Everything's Just Going Mega-Suck

Read the title. Okay, now, reasonings behind title. Can't go back to Wright State. Not as an actual student, that is. I owe too much money. I think the one lady in the Bursar who told me that I could go back did the same fucking thing the guy in Financial Aid did when I asked if I could drop that class and still stay at Wright State: didn't read the rest of the fucking page! Seriously, Wright State employees, when giving you advice that will effect your college career and your entire future, are told to not read the part of the computer screen that tells you the answer to the question. I've been fucked over twice that way!

Add that to the fact that I got a $115 tickect for expired tags, and a lovely trip to the emergency room last week, and you're starting to scrape the surface. Trust me, I am not in a good mood right now.

I'm losing friends to people that don't deserve them. Friends that I've had for upwards of nine years, even. They completely drop me to go play with him. Fuck.

I just, I feel terrible. It feels like I don't have much of anything left at this point. I didn't have much before, and now I have even less. The universe is shitting on me, that's the only explanation.

At least I have some friends left, it seems. Some of the guys at Guild, my friend Slone, a few assorted others. Thanks, you guys (though most of you don't read/know about this blog).
  • Current Music
    Guns N' Roses - Paradise City
regenerating

An Update Of Happy Proportions

So, I found out Thursday that I got back into Wright State.
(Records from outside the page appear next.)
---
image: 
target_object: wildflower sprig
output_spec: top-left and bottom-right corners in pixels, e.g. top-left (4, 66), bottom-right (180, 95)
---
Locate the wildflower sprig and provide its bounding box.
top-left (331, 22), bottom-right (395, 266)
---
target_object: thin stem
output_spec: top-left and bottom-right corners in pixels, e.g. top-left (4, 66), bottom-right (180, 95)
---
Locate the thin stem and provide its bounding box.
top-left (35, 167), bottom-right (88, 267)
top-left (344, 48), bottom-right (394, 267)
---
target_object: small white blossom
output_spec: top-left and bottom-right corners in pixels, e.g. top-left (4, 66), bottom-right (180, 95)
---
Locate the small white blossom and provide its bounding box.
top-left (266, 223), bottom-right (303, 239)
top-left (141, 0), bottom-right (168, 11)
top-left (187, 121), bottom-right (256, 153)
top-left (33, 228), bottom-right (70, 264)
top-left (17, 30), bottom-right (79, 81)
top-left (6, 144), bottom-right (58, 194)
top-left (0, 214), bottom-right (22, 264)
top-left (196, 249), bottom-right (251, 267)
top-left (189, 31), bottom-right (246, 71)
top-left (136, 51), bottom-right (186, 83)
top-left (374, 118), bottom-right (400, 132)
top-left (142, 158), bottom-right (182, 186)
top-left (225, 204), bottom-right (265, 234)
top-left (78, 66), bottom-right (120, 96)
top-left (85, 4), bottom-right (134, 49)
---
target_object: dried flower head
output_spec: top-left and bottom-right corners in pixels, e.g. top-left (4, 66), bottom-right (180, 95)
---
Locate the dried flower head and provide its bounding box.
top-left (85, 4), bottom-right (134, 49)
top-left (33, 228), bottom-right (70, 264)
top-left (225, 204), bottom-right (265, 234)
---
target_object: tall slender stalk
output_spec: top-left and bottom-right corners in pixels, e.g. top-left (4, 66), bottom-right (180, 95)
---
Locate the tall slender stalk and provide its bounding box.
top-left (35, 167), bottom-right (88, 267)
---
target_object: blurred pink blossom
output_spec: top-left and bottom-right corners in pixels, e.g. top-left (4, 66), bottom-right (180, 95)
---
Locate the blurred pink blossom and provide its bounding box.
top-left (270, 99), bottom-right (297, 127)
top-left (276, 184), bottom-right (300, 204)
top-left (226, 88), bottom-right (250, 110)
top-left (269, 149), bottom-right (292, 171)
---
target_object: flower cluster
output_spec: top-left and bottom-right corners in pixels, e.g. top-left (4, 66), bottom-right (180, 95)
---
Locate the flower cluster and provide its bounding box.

I found out Friday that my appeal to the financial department went through, and I can now receive money for school. I'm calling Monday to get my classes scheduled. My application for housing is turned in, and my $150 prepayment is paid. In other words... I'M IN! I'M GOING BACK!!!!!! MY DREAM CAME TRUE!!!! SIX YEARS, OF STRUGGLING, FIGHTING, WORKING, DOING EVERYTHING IN MY POWER TO GET BACK!!!! AND NOW I'M BACK!!!!!!!!!!!!!!!!!!!!!!!!!!!!!!!!!!!

I'm so happy that I could cry. I have a future, finally.
  • Current Location
    my bedroom
regenerating

New Poem

It sucks, but here you go. I was trying to capture how good college has been to me. One of the reasons I wanna go back so badly.

College
She’d never fit in
Not even with herself
She’d had friends, yes
But none like her
College
That’s where you go
To become the person
You know you were meant to be
She’d watched from the outside
For so very long
Until she jumped right in
And friends found her
All in college
Find yourself
Find others
Meant to be
  • Current Mood
    hopeful hopeful
regenerating

*snores lightly*

I've been so sleepy lately. My psychiatrist thinks it's cuz I'm sleeping too much, but that seems hard to believe. How can you sleep too much? Ruining my perfectly good dreams with science and facts and such. >_<

Been playing Cooking Mama on Facebook obsessively the last few days. It's so much fun. And it's easy, so I can actually do it. Yays, go me!

Free Comic Book Day was on Saturday, and I bought a few comics to go along with my free ones. I've read all but one of the free ones, and let me just say, I have the makings of a comic book geek. I'm thinking of swinging by Bookery on Friday (the comic book/gaming store in Fairborn, which is right near Wright State), and picking up some comics. I'd like to start reading Thor, and Iron Man, and this one called The Stuff Of Legends. And get some Doctor Who comics cuz I'm way too obsessed with that show. Might look into some other comic series while I'm there. Maybe even Spiderman and X-Men. Booyah, more geek cred!

Might not be able to go back to Wright State in the fall. I missed a payment, so that puts me back a few months. *sighs* I'll get back eventually. Right? I'm scared that I'll never be able to go back to college. I know it's the only way I can ever get a real job, cuz I've got no skills otherwise. Fuck all. I just want to go to school, why is that so hard?